Listen, I didn’t want to be all in on seeds - they feel complicated. The feeling that I was less of a gardener if I wasn’t “good at seeds” seemed to drive me for a while, but now it’s practicality and the fact that they are honestly: better. Cheaper, stronger, and better plants are a result.

Seeing as for some crazy reason I chose gardening as my profession, I feel enormous pressure for my seeds to germinate. I just tend to be often distracted and very non-scientific about things, knowing they can fail and being okay with it. But when I’m trying to set an example, that’s not ideal. Also, waiting is hard. Delayed gratification? Hard. Protecting seeds from birds and elements? Consuming.

But the joy. Oh, my gawd the moment you realize your seeds germinated and those first two leaves have popped up (the cotyledon) - it is next-level butterfly in your stomach happiness. That’s some deep joy right there.
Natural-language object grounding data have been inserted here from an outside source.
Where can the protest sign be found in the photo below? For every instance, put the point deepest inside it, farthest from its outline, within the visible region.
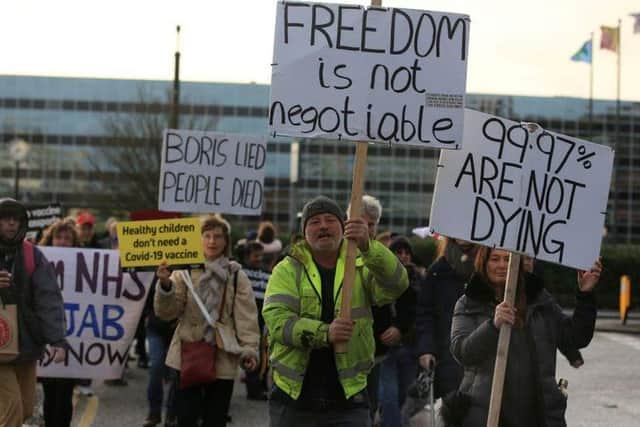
(40, 217)
(148, 243)
(537, 193)
(102, 309)
(369, 73)
(212, 172)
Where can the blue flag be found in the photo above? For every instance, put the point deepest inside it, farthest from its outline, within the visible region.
(584, 54)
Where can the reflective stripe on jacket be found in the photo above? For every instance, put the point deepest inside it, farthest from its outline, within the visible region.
(293, 306)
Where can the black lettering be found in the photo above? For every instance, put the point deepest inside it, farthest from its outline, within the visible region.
(504, 180)
(287, 23)
(348, 81)
(439, 126)
(450, 33)
(488, 172)
(468, 162)
(419, 30)
(476, 206)
(366, 29)
(573, 184)
(395, 13)
(173, 153)
(499, 138)
(341, 27)
(317, 27)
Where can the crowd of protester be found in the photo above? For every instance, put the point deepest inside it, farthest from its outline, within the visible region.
(443, 317)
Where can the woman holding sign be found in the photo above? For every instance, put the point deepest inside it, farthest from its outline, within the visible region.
(531, 396)
(216, 309)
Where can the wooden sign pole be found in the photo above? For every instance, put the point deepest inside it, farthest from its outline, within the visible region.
(357, 188)
(503, 344)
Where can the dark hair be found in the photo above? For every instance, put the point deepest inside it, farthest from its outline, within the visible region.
(253, 246)
(211, 222)
(480, 264)
(401, 242)
(60, 226)
(266, 232)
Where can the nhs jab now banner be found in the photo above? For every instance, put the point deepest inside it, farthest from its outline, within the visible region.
(212, 172)
(102, 308)
(538, 193)
(369, 73)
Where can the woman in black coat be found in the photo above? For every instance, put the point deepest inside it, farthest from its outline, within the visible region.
(531, 396)
(443, 286)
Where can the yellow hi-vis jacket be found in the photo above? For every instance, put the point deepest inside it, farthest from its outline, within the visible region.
(293, 306)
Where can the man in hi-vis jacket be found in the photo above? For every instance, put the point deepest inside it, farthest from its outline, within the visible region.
(313, 384)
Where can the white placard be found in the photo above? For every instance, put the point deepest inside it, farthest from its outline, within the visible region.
(102, 309)
(369, 74)
(212, 172)
(537, 193)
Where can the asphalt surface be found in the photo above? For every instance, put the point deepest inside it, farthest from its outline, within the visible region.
(604, 392)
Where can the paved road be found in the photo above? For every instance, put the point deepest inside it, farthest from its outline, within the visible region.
(604, 392)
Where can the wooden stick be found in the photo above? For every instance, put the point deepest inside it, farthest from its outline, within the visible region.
(357, 187)
(503, 344)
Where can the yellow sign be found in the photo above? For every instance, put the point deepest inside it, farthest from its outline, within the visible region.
(147, 243)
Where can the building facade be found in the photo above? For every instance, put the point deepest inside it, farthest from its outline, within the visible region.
(68, 125)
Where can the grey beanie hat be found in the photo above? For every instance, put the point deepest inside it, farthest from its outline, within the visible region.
(321, 204)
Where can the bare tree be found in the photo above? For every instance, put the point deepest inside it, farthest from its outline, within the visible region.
(128, 164)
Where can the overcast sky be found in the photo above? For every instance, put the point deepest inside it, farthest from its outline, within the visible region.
(516, 47)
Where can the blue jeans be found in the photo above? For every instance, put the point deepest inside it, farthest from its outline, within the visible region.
(397, 372)
(158, 347)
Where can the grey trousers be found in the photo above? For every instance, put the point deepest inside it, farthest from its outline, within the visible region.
(284, 415)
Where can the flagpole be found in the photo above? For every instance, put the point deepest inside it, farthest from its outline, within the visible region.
(591, 87)
(617, 144)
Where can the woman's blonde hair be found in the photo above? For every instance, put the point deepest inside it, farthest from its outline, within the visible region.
(480, 265)
(217, 221)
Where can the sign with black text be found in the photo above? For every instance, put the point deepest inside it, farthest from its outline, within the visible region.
(212, 172)
(369, 74)
(525, 190)
(145, 244)
(40, 217)
(102, 308)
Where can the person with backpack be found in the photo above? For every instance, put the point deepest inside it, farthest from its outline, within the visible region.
(226, 298)
(28, 283)
(58, 392)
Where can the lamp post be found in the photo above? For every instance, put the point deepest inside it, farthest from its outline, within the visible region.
(18, 149)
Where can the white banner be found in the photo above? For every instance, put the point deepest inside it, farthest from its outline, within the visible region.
(369, 73)
(102, 308)
(212, 172)
(538, 193)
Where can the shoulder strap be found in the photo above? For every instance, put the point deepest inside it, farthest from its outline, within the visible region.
(29, 258)
(235, 291)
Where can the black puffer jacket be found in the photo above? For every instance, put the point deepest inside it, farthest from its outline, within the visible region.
(531, 396)
(436, 300)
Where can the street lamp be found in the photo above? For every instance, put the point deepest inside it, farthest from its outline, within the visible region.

Seeds hold so much biology and wisdom within them that it’s quite hard to comprehend. I read a book about this from a friend, Jennifer Jewell, who is the podcast host of Cultivating Place and many gardening books. She goes deep into what exactly is encased in the tiny treasure box that is a seed. I love how their smallness - think a poppy seed - can help us to realize the comparative enormity of our potential and the microscopically small amount of physiology it takes to produce that.

Seeds have generations of adaptation within them. They have preferences and the mission to reproduce is set in stone. Your seeds from your garden will be more hardy to your space than mine. Seeds can remember, though not sentient, but almost.

The 10 Different Types of Seeds

Not all seeds are equal in quality, so I want to start here. Like food, seeds have heirloom varieties, can be organic, and can be “open-pollinated”, hybrids, or GMOs. In case you didn’t know, not all seeds can give us new offspring - often the grocery store produce has been modified so that the seeds do NOT yeild fruit. This is called job security for big ag. Okay, that came off opinionated, but truly all seeds should be able to bring in a yeild and not be tempered with in my humble opinion, and I do not want to dig into big ag today - someday maybe.